Stephen King. The Exorcist. Pooh.

Lucy Clifford’s “The New Mother.”

Read it and weep, you sissies.

A one page short story (author–can’t remember) about the Last Man On Earth.

It briefly discusses his years of loneliness, because he is deinately & absolutely the Last of Humanity.

And then…the knob on the front door…begins to turn

That one gave me nightmares, but I’ll still take that one over Neil Gaiman’s “We Can Get It For You Wholesale” (if I’m recalling the title correctly) from his Smoke and Mirrors collection. The “less is more” approach to his description means that what comes through the door in the last scene could be anything.

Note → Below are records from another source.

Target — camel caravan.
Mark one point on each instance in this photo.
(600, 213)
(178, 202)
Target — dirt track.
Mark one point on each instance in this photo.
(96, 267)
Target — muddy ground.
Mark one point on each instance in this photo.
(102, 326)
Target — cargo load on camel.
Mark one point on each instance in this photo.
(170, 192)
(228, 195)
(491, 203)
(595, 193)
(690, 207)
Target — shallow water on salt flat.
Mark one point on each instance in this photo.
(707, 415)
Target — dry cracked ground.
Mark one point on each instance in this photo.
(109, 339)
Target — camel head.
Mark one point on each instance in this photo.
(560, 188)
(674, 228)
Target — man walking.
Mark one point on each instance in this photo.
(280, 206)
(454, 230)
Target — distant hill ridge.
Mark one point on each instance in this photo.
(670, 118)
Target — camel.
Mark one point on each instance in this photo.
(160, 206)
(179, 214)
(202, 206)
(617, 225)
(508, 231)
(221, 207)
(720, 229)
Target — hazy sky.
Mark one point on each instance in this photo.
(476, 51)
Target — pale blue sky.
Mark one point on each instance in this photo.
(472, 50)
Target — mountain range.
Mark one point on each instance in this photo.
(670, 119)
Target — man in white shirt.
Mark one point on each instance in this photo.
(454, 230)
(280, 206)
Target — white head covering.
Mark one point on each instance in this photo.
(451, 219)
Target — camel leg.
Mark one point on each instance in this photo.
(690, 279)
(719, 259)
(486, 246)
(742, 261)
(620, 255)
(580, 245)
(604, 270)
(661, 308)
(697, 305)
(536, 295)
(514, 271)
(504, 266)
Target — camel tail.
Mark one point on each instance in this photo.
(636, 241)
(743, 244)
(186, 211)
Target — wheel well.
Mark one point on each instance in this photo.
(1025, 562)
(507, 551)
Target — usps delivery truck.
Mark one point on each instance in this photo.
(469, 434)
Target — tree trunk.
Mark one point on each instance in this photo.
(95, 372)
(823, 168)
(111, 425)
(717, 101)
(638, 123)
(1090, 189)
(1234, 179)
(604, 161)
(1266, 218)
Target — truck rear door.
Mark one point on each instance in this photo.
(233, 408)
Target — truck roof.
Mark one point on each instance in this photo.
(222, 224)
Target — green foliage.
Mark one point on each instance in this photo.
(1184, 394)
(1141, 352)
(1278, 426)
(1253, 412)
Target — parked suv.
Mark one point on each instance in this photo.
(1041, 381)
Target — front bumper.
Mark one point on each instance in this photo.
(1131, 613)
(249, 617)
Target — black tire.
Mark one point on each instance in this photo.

Holy crap, totally forgot about the Ted the Caver story. Now THAT was by far the most disturbing thing I’ve ever read. It just kept building up this uneasy feeling me, and it got stronger and I got more scared with every page I read, and then the end…oh my, I was almost crying for real.

I haven’t read many of Poe’s short stories, but “The Black Cat” scared me pretty good when I read it my freshman year of high school. When it talked about the cat that had been sealed inside of the wall with the corpse with “red extended mouth and solitary eye of fire”
That scared me pretty bad!

I just finished reading the Caver story thats been linked on here, and what the hell is that all about? Scary, sure. But whats with the abrupt ending? Was it supposed to imply that they died?

If thats the case, then it sucks.

I wonder how true of a story it is :stuck_out_tongue:

Damn right.
Slept with a loaded gun under my bed for a week.
Not under my pillow, under my bed so I could grab it as I rolled out of bed and leapt through the window.

Huh. I seem to recall a similar scene in Bradbury’s The Martian Chronicles: an abandoned dog wandering around a computerized house looking for its family. Eventually, the dog lay down and died–and was promptly cleaned up the cleaning robot. I couldn’t finish the book. But it wasn’t scary, just unbearably depressing.

YES! Scariest book evar. Re-read it 3 times in a row when I first got the Hot Zone. The shear veracity of Ebola makes it seem so unnatural. Kinda like an alien disease or something.

At the end of the caver story I was expecting to see this picture.

Ditto. And I read an article where the writer asked Steven King if anything he wrote ever scared him himself and this was what he cited.

The ONLY thing that set me off was that it appeared that Turturro was doing the same accent he did in O Brother, Where Art Thou? Not that there’s anything wrong with that.

He also said that the hand coming out of the ground in the movie version of Carrie scared him, and he knew it was coming.

It’s the same story. It’s a chapter that makes a great stand alone story.

Ironically, it’s the story that made me want to read the martian chronicles(I have a wierd affinity for post-apocolyptic stories).

“At the Moutains of Madness” made me shiver on a hot summer day while reading it. That’s what I call creepy.

Sheesh, now THATS closure. :eek:

Too bad the debunking stuff is at the end of that article. I want to believe!